Posted by Hakan Erman

It was one of those closed-circuit motorcycle training days and I was on duty. Attendees were riders from different ages who were willing to pay and spend time to get better in riding. The definition of better riding can be surprisingly diverse but they sure were not the beginner’s type.

We were working on their braking skills. They all owned motorcycles and rode them for thousands of kilometres, so they already knew how to stop a bike. But training is about improving so we were suggesting some ideas to stop faster and in control. When we have to do things differently than we are used to, even slightly, we go novice. This is because, instead of automatic, unconscious reactions, we turn to the problem solving, searching in our brain for the best tool. Conscious reactions work slowly, hesitate, protect. the conscious part of the brain questions and needs to be convinced. Conscious level is novice level: the only way we learn anything.

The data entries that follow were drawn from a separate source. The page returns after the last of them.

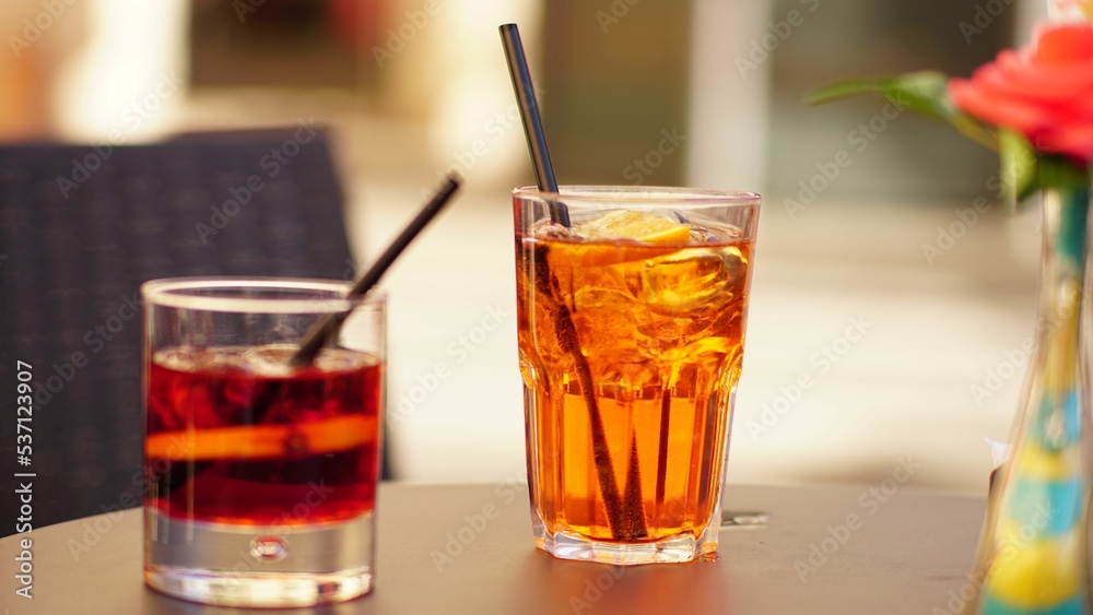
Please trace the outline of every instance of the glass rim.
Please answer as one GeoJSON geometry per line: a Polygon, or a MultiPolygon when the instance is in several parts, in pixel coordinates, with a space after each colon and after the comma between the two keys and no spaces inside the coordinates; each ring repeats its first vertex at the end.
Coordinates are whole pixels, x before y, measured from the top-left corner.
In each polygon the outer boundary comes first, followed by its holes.
{"type": "Polygon", "coordinates": [[[654,206],[660,206],[666,203],[671,203],[673,206],[760,206],[762,204],[762,196],[759,192],[673,186],[572,185],[560,186],[557,192],[542,192],[536,186],[521,186],[513,189],[513,197],[541,201],[564,200],[577,203],[611,202],[648,204],[654,206]]]}
{"type": "Polygon", "coordinates": [[[203,311],[293,314],[338,312],[351,309],[380,309],[387,292],[373,288],[363,297],[350,297],[353,283],[321,277],[275,277],[255,275],[208,275],[162,277],[140,285],[141,300],[148,305],[203,311]],[[232,296],[199,294],[200,291],[244,289],[293,291],[301,296],[232,296]],[[307,296],[313,293],[314,296],[307,296]]]}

Yet, the participants were furious when they failed to do something right. When they heard “next time try to keep your upper body relaxed” for the second time, they were getting angry with themselves, tensing even more the upper body! Some people can deal with this vicious circle but many can’t and give up trying. They apply the exact same braking technique in every trial. They hate being a novice, they stop the learning process and they are ready to move on to something where they are already competently good.

Competence is a by-product of the novice attitude. It is the only way to progress. And competence demands the “unconscious” reaction, the instinct drive that make no time between identifying and executing.

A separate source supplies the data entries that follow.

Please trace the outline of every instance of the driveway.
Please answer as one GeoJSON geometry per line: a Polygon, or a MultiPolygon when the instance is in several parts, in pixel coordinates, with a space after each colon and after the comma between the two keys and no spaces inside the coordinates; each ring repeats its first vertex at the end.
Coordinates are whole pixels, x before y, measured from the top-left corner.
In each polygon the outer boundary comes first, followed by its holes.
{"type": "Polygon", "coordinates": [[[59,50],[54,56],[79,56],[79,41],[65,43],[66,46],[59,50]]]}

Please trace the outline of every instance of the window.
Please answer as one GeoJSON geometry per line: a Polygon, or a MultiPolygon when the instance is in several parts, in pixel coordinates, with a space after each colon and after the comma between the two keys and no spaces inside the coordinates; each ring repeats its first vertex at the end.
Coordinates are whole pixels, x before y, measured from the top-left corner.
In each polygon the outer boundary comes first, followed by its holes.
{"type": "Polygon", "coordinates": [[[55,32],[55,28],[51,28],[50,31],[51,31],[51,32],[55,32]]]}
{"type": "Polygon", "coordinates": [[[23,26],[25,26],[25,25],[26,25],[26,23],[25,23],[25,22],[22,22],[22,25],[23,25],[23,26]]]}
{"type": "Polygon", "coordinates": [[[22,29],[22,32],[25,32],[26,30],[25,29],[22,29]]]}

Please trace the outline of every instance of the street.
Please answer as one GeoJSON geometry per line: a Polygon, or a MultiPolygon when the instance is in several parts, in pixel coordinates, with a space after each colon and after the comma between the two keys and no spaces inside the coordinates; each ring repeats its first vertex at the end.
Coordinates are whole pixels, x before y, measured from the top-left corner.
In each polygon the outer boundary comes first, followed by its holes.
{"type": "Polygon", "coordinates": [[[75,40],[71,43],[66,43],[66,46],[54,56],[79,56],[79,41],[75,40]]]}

In light of the harsh realities of our times, it is really shocking that our current education system mostly dates back to the 19th century.

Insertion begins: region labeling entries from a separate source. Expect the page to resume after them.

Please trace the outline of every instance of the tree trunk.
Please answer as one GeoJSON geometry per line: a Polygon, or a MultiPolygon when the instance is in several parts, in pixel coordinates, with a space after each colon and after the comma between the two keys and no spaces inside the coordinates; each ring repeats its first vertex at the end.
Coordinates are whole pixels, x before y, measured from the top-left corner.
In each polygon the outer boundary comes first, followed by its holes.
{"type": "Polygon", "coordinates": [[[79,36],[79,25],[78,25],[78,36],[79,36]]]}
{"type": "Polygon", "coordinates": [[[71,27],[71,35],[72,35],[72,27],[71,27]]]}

Back then it seemed like a good idea to put young people in rooms, silence them and make them memorise certain things, put them on exams, fail or pass and assume they would be ready for anything for the rest of their lives.

Information given at schools is already out of date by the time it enters the classrooms. More problematic and damaging is the attitude of schools towards the process of learning. In a world where we must keep learning new skills simply to keep afloat, students are led to believe that learning is done only at schools and it ends with graduation. As motorcycle competence stops with a certificate… of competence.

I tend to favour the novice rider and try to be one. Learning is fun when I embrace my mistakes with a smile. Fun makes learning a game which you want more of. Those who love their jobs, often say that they are amazed when they are also get paid for doing it. Just imagine loving learning.